3 Cycles For Life

Your assignment: On your own sheet of paper, draw and label the three cycles discussed in class. The rest of this document is help in case you missed something.




THE WATER CYCLE
If we start with a drop of water in a cloud, we know it can't stay there forever. The water falls to earth, either as rain, sleet, snow or hail. These are forms of precipitation. While it may rain anywhere in the world (even the oceans don't stay dry) we'll go to the mountains for this one. The rainwater collects and begins to flow downhill. This is known as run-off. The little streams run into bigger and bigger ones until we have rivers and the whole mess (usually) winds up back in the ocean. If these little water molecules have the good fortune of being near the top, they are warmed by the sun's rays and leave the ocean as evaporation. All of this evaporated water starts to cool in the atmosphere. When the droplets cool, they bunch up into clouds. This is called condensation. When there is enough bunching, the droplets get heavy enough to fall, starting the whole thing over again.




CARBON AND OXYGEN CYCLES
As the name implies, this is actually two cycles. Let us begin with carbon. Carbon exists in the atmosphere as the molecule CO2, or carbon dioxide. Plants take in this molecule through their leaves and combine it with water to make sugars. Sugar is stored in the plant, which is a food source for animals. Animals will eat the plants and the carbon enters their system. While animals use some carbon to live, the extras are disposed of. Some is excreted, but most of it is breathed out in the form of carbon dioxide.

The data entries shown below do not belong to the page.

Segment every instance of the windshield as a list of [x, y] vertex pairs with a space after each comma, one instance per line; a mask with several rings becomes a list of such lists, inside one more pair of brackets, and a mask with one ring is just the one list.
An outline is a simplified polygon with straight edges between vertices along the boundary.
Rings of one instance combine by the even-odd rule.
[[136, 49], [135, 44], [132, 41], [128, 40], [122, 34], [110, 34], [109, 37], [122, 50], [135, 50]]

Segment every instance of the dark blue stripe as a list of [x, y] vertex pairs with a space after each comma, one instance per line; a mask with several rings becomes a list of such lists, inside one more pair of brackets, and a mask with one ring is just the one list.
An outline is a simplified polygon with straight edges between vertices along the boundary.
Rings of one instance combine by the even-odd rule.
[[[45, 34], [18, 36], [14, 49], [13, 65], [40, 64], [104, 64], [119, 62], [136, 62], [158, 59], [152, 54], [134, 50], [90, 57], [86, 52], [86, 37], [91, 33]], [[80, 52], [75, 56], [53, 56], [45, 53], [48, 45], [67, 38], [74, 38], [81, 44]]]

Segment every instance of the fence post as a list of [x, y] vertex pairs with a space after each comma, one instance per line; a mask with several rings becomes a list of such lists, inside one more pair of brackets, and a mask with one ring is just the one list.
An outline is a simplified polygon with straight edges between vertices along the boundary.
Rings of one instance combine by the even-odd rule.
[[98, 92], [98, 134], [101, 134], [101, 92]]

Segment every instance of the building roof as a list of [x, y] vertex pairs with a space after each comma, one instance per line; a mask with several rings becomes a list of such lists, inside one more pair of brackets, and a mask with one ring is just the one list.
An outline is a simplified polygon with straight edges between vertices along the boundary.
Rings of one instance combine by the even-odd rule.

Oxygen goes through a similar process. The air is about 27% oxygen. Animals breathe this in and excrete CO2 and water. Plants use these molecules to make sugar, but some of the oxygen is left over. Plants "breathe out" oxygen as a waste product. It goes back into the air.




NITROGEN CYCLE
I'm betting you're less familiar with this cycle. Anyway, all living things need nitrogen to survive. Conveniently, the atmosphere is about 70% nitrogen. The only problem is that it's unusable in that form. First, nitrogen must get into the ground. Lightning, among other things, starts this process off. Once the nitrogen is in the ground, tiny bacteria in the soil and at plant roots changes the nitrogen into a plant-friendly form. The plant can then put nitrogen into its structure. For an animal to get nitrogen, they must eat the plants. Some nitrogen is excreted as waste, and some is stored in the body. When wastes (or bodies) decompose, bacteria are ready to either send it back to the plants or into the air.